1. Produzione mondiale

La produzione mondiale di caffè ha subìto notevoli oscillazioni nel corso degli ultimi anni, attestandosi su una media, nei sei raccolti fra l'84 e il '90, di 5.480.040 tonnellate. In testa alla classifica dei produttori della stagione 1989/90 c'è il Brasile, seguito dalla Colombia e, a molte lunghezze di distanza, da Indonesia, Messico, Costa d'Avorio e Guatemala (v. tabella 1). Visto che le aree di produzione si trovano tutte, senza eccezioni, in paesi più o meno in via di sviluppo, si può dire senz'altro che il caffè è una delle merci "coloniali" per eccellenza; in più, il grosso della produzione viene esportato verso il nord del mondo, Giappone e URSS compresi.

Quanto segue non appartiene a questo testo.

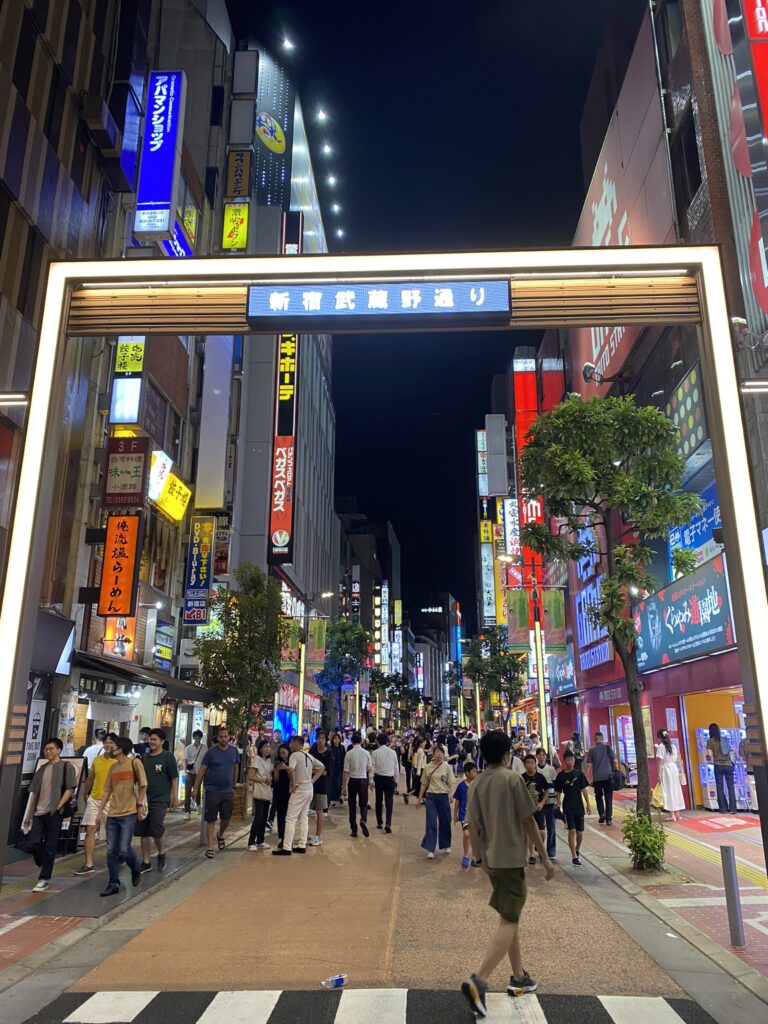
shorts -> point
(509, 892)
(218, 804)
(153, 826)
(573, 820)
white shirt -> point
(385, 762)
(357, 763)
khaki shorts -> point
(508, 897)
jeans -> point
(357, 793)
(260, 811)
(604, 798)
(725, 772)
(43, 841)
(119, 836)
(438, 821)
(384, 796)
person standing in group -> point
(358, 775)
(386, 774)
(436, 790)
(570, 785)
(194, 755)
(303, 769)
(321, 752)
(720, 754)
(601, 763)
(122, 801)
(670, 773)
(219, 771)
(501, 822)
(52, 786)
(260, 775)
(94, 787)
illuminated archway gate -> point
(562, 288)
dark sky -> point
(455, 126)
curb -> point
(731, 965)
(24, 968)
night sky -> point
(454, 127)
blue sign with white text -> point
(161, 154)
(402, 300)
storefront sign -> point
(117, 592)
(690, 617)
(161, 156)
(199, 577)
(125, 474)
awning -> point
(130, 672)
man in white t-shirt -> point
(303, 769)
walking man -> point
(219, 769)
(501, 823)
(124, 792)
(358, 774)
(386, 774)
(162, 792)
(50, 792)
(601, 763)
(303, 769)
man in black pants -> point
(358, 775)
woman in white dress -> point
(670, 771)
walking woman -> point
(260, 776)
(282, 790)
(670, 772)
(337, 770)
(436, 790)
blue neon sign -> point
(401, 300)
(161, 155)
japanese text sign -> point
(117, 592)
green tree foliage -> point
(346, 648)
(496, 669)
(609, 471)
(240, 658)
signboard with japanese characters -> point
(688, 619)
(199, 569)
(348, 302)
(125, 474)
(117, 592)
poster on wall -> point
(688, 619)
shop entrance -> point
(535, 289)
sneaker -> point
(519, 986)
(474, 991)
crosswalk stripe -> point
(104, 1008)
(640, 1010)
(241, 1008)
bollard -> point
(732, 898)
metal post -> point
(732, 898)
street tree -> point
(496, 669)
(240, 655)
(609, 473)
(346, 649)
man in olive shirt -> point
(501, 824)
(162, 791)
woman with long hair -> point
(670, 774)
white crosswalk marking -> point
(385, 1006)
(640, 1010)
(241, 1008)
(505, 1009)
(104, 1008)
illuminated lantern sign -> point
(117, 592)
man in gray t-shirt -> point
(601, 763)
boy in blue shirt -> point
(461, 794)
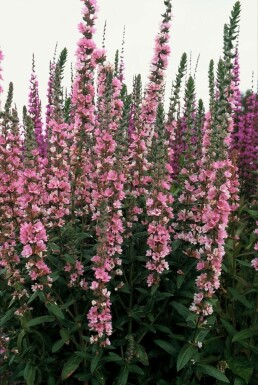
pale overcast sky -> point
(29, 26)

Non tutti i caffè sono uguali: nei colombiani "dolci" della famiglia dell'"Arabica" è contenuta meno caffeina che in quelli dell'altra principale varietà, la "Robusta"; inoltre il sapore dei primi è meno amaro. Anche per questo il consumo mondiale va orientandosi sempre più verso di essi, eccezion fatta per gli Usa, dove si beve perlopiù caffè solubile prodotto appunto con grani di Robusta (Oxfam, 1990).
 

2. Dati generali sulla produzione in Brasile

Scenderemo ora in dettagli circa la produzione e, in seguito, il commercio estero del Brasile, il paese che abbiamo scelto per raccontare il viaggio del caffè dai campi alle nostre "moka".

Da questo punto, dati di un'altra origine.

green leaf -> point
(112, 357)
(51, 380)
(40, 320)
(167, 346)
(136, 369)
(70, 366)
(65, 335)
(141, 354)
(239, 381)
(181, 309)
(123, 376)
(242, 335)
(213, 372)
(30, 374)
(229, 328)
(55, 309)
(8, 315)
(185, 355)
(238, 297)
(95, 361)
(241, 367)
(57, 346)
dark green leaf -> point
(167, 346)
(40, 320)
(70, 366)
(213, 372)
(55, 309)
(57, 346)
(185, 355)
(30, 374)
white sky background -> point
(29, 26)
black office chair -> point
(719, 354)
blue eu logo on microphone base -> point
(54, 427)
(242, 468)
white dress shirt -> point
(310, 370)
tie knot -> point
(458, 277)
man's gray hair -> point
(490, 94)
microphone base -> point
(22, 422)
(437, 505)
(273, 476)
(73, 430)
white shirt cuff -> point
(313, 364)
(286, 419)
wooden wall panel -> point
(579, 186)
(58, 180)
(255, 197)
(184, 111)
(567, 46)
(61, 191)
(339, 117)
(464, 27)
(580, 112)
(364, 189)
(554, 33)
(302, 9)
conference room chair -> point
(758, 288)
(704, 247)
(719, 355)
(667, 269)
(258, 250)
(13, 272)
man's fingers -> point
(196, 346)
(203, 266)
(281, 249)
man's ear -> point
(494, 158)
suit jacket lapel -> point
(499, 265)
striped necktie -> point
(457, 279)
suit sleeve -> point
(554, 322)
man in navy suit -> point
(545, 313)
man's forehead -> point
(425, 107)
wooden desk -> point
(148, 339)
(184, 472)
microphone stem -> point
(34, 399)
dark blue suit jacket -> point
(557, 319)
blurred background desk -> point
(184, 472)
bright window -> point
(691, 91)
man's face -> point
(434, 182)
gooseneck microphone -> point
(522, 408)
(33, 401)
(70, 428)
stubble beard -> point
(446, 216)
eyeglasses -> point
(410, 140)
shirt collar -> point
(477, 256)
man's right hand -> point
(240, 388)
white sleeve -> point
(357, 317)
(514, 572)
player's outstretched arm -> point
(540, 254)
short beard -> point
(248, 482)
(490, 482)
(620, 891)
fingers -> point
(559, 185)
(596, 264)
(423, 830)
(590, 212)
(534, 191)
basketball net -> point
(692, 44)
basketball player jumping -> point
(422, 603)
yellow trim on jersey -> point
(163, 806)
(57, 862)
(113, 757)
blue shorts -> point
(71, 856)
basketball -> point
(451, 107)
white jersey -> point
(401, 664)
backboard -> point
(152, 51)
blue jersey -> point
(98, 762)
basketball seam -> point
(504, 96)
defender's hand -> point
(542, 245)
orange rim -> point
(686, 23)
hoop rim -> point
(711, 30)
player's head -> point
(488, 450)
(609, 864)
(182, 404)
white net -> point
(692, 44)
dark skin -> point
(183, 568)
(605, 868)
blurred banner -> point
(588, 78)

Nella vastissima repubblica sudamericana si coltiva Arabica per l'87% e Robusta per il restante 13%. Osservando la serie storica della produzione brasiliana si può notare che le quantità raccolte restano sostanzialmente stabili tra il 1940 e il 1956, anno dopo il quale si verifica un consistente aumento. La produzione media del quinquennio 1959 - 1964 è di 1.986.000 tonnellate, con un picco, nella stagione 1959/60, di 2.376.000 tonnellate: si tratta di record mai più raggiunti in seguito. Negli anni successivi e fino a oggi, a causa anche delle più frequenti e dannose gelate, si registrano medie annuali comprese tra 1,2 e 1,4 milioni di tonnellate. Al giorno d'oggi, secondo stime di organi di stampa, i lavoratori impiegati nel settore sono circa sette milioni (Gazeta mercantil 14/2/91).

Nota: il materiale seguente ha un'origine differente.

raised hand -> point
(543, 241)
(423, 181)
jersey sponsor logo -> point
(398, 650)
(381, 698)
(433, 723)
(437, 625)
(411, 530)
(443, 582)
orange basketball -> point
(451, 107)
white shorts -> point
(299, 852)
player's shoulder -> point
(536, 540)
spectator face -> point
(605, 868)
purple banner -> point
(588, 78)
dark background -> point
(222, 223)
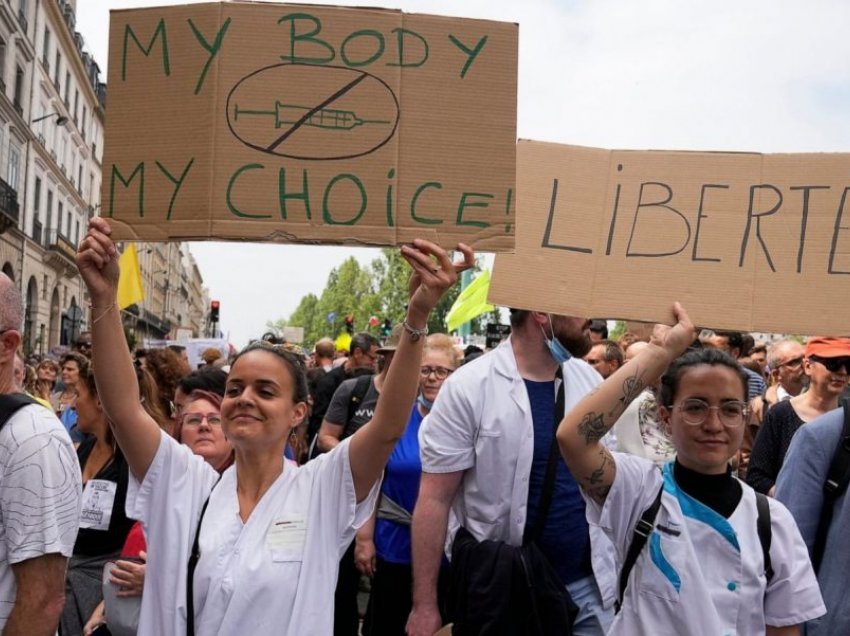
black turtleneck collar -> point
(721, 493)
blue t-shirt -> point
(401, 484)
(565, 539)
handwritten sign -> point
(745, 241)
(310, 124)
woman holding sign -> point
(700, 552)
(257, 550)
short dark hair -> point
(613, 351)
(600, 327)
(293, 362)
(363, 341)
(207, 378)
(712, 357)
(734, 338)
(518, 317)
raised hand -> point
(676, 339)
(97, 260)
(433, 273)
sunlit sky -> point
(768, 76)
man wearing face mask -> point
(485, 448)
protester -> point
(825, 366)
(735, 344)
(103, 524)
(166, 368)
(362, 359)
(352, 406)
(384, 545)
(199, 428)
(704, 570)
(46, 372)
(800, 486)
(39, 496)
(485, 448)
(72, 366)
(605, 356)
(273, 532)
(785, 361)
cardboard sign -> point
(749, 242)
(291, 123)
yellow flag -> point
(130, 289)
(471, 302)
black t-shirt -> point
(91, 542)
(337, 412)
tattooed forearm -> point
(632, 387)
(592, 427)
(598, 483)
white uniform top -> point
(276, 573)
(700, 573)
(481, 424)
(39, 494)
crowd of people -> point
(563, 482)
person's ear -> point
(664, 415)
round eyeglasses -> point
(441, 373)
(195, 419)
(695, 412)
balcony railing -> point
(9, 209)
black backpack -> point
(835, 485)
(646, 524)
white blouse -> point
(276, 573)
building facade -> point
(52, 110)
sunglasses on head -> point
(833, 365)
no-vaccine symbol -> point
(320, 112)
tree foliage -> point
(378, 289)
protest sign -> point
(276, 122)
(745, 241)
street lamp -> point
(61, 120)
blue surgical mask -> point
(425, 404)
(558, 351)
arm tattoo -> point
(592, 427)
(595, 484)
(632, 387)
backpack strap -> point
(11, 403)
(194, 557)
(639, 538)
(765, 532)
(836, 483)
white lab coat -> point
(699, 573)
(274, 574)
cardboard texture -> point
(312, 124)
(745, 241)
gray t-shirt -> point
(337, 412)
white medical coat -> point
(274, 574)
(700, 573)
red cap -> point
(828, 347)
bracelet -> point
(106, 310)
(415, 334)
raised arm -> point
(135, 431)
(579, 433)
(433, 273)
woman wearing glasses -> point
(256, 549)
(702, 569)
(827, 365)
(383, 544)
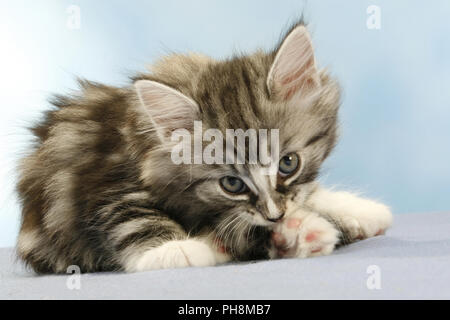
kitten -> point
(100, 191)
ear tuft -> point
(294, 69)
(168, 108)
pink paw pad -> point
(278, 239)
(310, 237)
(316, 250)
(293, 223)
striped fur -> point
(98, 187)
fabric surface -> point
(411, 262)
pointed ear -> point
(168, 108)
(294, 68)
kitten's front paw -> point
(304, 234)
(175, 254)
(369, 219)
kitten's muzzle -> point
(276, 219)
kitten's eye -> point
(233, 185)
(289, 164)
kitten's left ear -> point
(294, 68)
(168, 108)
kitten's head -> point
(281, 90)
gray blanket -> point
(412, 261)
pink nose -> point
(277, 218)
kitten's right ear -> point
(294, 69)
(168, 108)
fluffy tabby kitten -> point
(100, 190)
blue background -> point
(396, 104)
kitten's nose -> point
(277, 218)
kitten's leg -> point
(303, 234)
(358, 218)
(145, 240)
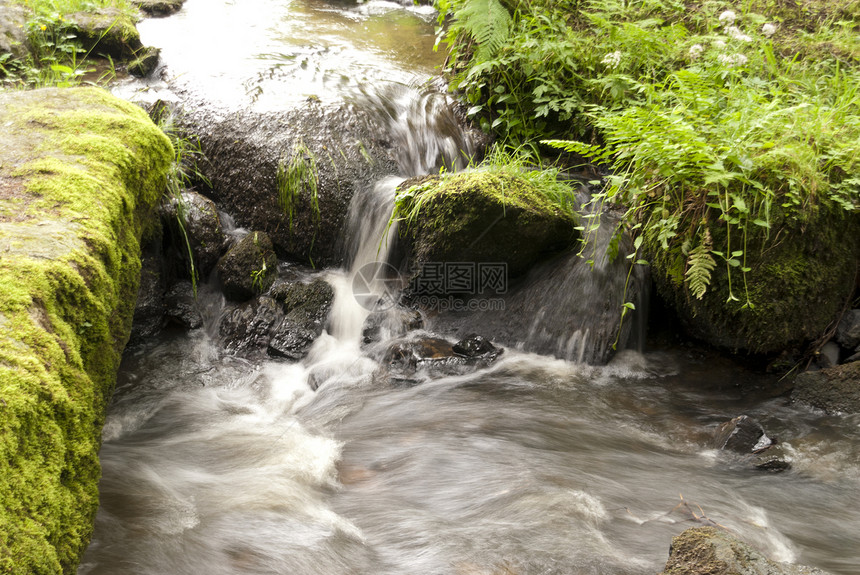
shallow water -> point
(213, 464)
(269, 54)
(535, 465)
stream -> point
(215, 464)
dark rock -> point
(848, 331)
(396, 322)
(828, 355)
(245, 150)
(202, 225)
(814, 261)
(307, 306)
(149, 309)
(474, 345)
(13, 32)
(713, 551)
(145, 62)
(435, 356)
(158, 7)
(835, 389)
(181, 306)
(247, 328)
(249, 267)
(773, 460)
(742, 435)
(107, 31)
(291, 340)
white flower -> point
(612, 59)
(735, 34)
(727, 18)
(731, 60)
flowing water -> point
(213, 464)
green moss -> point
(91, 169)
(486, 216)
(800, 277)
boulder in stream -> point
(248, 268)
(797, 284)
(835, 389)
(480, 217)
(13, 33)
(252, 154)
(202, 228)
(80, 175)
(713, 551)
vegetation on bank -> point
(721, 126)
(81, 174)
(57, 55)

Variabile è la quantità di piante messe a coltura, con tendenza a una lenta ma costante crescita: il numero di "pès" passa infatti da 2.228.368 nel 1971 a 4.136.817 nel 1990. Di conseguenza anche la produttività assume, sempre secondo le statistiche dell'ormai estinto Istituto brasiliano del caffè (Ibc), un andamento molto irregolare. Il prodotto per pianta varia da 0,649 chili nel 1971/72 a 0,14 nel 1976/77, ma la media dell'ultimo decennio è di 0,424 chili, di poco superiore agli 0,418 chili del decennio precedente. La stazionarietà della produttività media è il netto sintomo di una situazione di ristagno, dovuta a una serie di motivi che vedremo in seguito.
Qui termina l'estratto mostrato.